You turn to us for voices you won't hear anywhere else.

Sign up for Democracy Now!'s Daily Digest to get our latest headlines and stories delivered to your inbox every day.

Sunrise Movement’s Varshini Prakash: Biden’s Climate Agenda Must Go Beyond Undoing Trump’s Damage

Listen
Media Options
Listen

President Joe Biden is expected to issue executive orders to suspend new oil and gas leasing on federal property, reestablish a White House council of science advisers, and set a goal to protect 30% of federal land and water by 2030. He is also predicted to announce a number of initiatives prioritizing environmental justice by creating a White House interagency council on environmental justice and directing federal agencies to invest more in communities of color heavily impacted by pollution and the climate crisis.
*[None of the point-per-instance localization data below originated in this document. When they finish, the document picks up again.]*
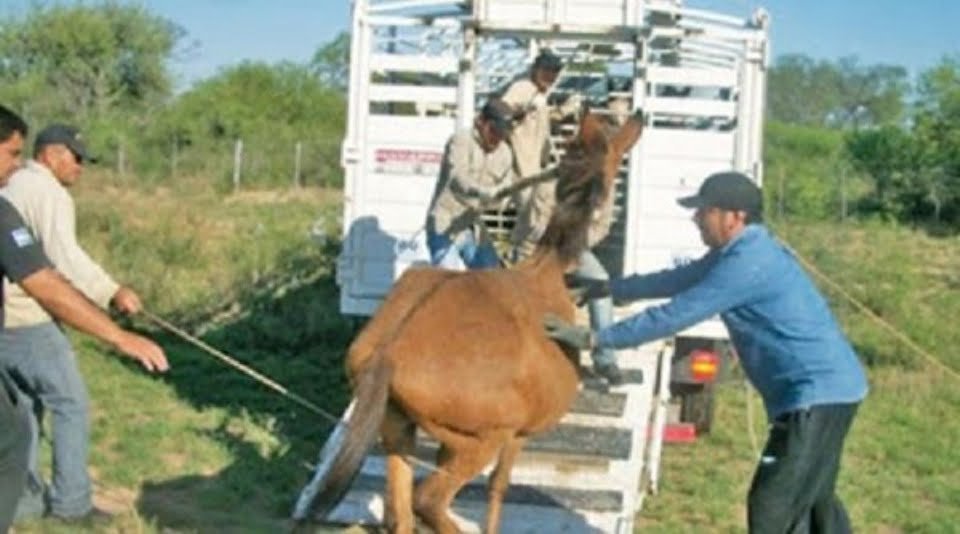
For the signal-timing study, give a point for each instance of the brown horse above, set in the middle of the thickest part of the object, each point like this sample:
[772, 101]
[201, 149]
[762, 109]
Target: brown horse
[463, 355]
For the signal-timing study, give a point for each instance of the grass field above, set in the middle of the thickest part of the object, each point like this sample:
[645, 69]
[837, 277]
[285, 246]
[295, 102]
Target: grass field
[206, 449]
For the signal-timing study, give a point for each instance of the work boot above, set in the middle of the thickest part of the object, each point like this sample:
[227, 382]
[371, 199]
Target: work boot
[610, 372]
[95, 517]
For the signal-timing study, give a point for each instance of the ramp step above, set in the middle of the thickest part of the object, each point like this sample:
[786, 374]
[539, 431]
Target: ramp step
[599, 403]
[580, 440]
[551, 497]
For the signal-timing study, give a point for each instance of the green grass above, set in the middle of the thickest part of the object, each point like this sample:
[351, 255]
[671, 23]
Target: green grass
[206, 449]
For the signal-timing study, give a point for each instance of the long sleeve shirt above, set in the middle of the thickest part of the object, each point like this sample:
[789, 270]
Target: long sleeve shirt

These actions, as well as executive orders to cancel the Keystone XL pipeline and put a moratorium on oil and gas permits in the Arctic National Wildlife Refuge, come after Biden used his inaugural address to declare the climate crisis to be one of the core issues facing the nation. Varshini Prakash, co-founder and executive director of the Sunrise Movement, says Biden is “off to a good start,” but says he needs to go beyond simply undoing the damage of the Trump administration. “We’re going to need to see a lot more from Joe Biden at the executive level and directing every branch of the federal government to action. But we’re also going to need to see him working actively to organize his congressional colleagues to pass what we need to be the greatest green jobs and infrastructure recovery plan that this country has seen,” says Prakash.

Related Story

StoryApr 24, 2024Climate Activists Blockade Citigroup HQ in NYC to Demand Banking Giant Stop Funding Fossil Fuels
Transcript
This is a rush transcript. Copy may not be in its final form.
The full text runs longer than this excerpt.